У Головиченко была большая семья: жена и шестеро детей, но он, как будто ему этого было мало, считал своей обязанностью опекать вдову своего погибшего товарища, помогать ей материально, следить за кругом ее знакомств, и всегда ощетинивался, если кто-то из мужчин слишком близко приближался к его подопечной.
Поначалу эта опека тяготила Зарницину, но потом она нашла много способов избегать ее, инстинктом чувствуя, что совершенно избавляться от этой опеки ей ни к чему. К тому же она, действительно, была многим обязана Ивану Даниловичу: и своим весьма прочным положением в наркомате, и Москвой, и небольшой, но все-таки отдельной комнатой в квартире со всеми удобствами, в хорошем доме-коммуне на берегу Москвы-реки.
Она была обязана Ивану Даниловичу еще и тем, что, когда время от времени проводились чистки государственного аппарата и партии от троцкистов и всяких примазавшихся антисоциальных элементов, особенно в руководящих сферах, — ее не трогали, а даже повысили в должности, хотя из тех людей, кого выслали из Москвы и Питера, посадили или отправили в лагеря, на различные стройки, многие были не только ее знакомыми, но и друзьями, и она вполне разделяла их взгляды на социалистическое строительство, хотя не слишком-то разбиралась в существе разногласий между возникшими после смерти Ленина партийными группировками.
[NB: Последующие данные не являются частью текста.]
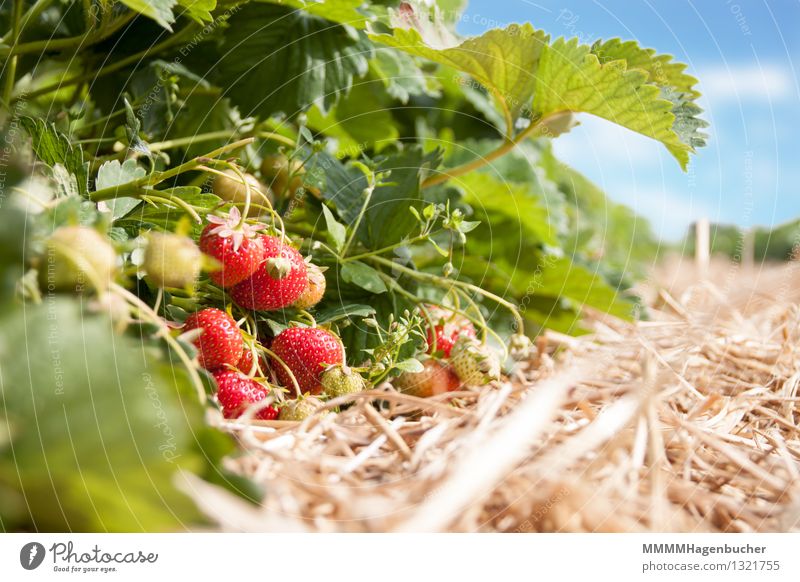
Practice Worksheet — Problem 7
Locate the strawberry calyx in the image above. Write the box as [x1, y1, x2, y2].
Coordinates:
[206, 206, 265, 251]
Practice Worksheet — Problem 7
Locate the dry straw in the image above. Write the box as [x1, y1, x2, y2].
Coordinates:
[184, 264, 800, 532]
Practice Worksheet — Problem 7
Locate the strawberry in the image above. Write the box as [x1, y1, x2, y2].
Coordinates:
[231, 235, 308, 311]
[214, 370, 278, 420]
[426, 306, 475, 358]
[184, 307, 244, 370]
[292, 263, 327, 309]
[39, 226, 117, 292]
[321, 365, 367, 398]
[200, 207, 264, 287]
[236, 346, 269, 376]
[450, 337, 500, 386]
[142, 232, 203, 287]
[272, 327, 344, 394]
[278, 396, 322, 421]
[394, 360, 459, 398]
[211, 170, 272, 210]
Ее вполне могли бы причислить к идейным троцкистам, но поручительства Ивана Афанасьевича вполне хватало, чтобы с нее снимали всякие подозрения.
Существенным было и то, что Головиченко не был антисемитом; он с одинаковым добродушием мог ругать и русских, и хохлов, кем он и был, и евреев, и татар, и шашлычников, и немцев — и кого угодно, но никогда не озлоблялся и, видимо, по ограниченности своих умственных способностей и по складу своего характера, быстро забывал, почему надо было кого-то ругать или, как это теперь называлось, критиковать.
Однако ругал он и ворчал только при Ирэне Яковлевне, а на партийных собраниях сидел смирно и лишь с беспокойством оглядывался, когда возникали между коллегами трения по теоретическим вопросам. Его представление о классовой борьбе осталось на уровне гражданской войны или даже самодержавия, когда ясно, как божий день, что вот это капиталист, жандарм или белогвардеец, а это вот рабочие, большевики и красноармейцы, то есть против революции или за нее. Теперь же вроде все за одно и то же, а поди-ка разберись, из-за чего сыр-бор. Но всякие указания сверху он исполнял дотошно, того же требовал и от своих немногих подчиненных.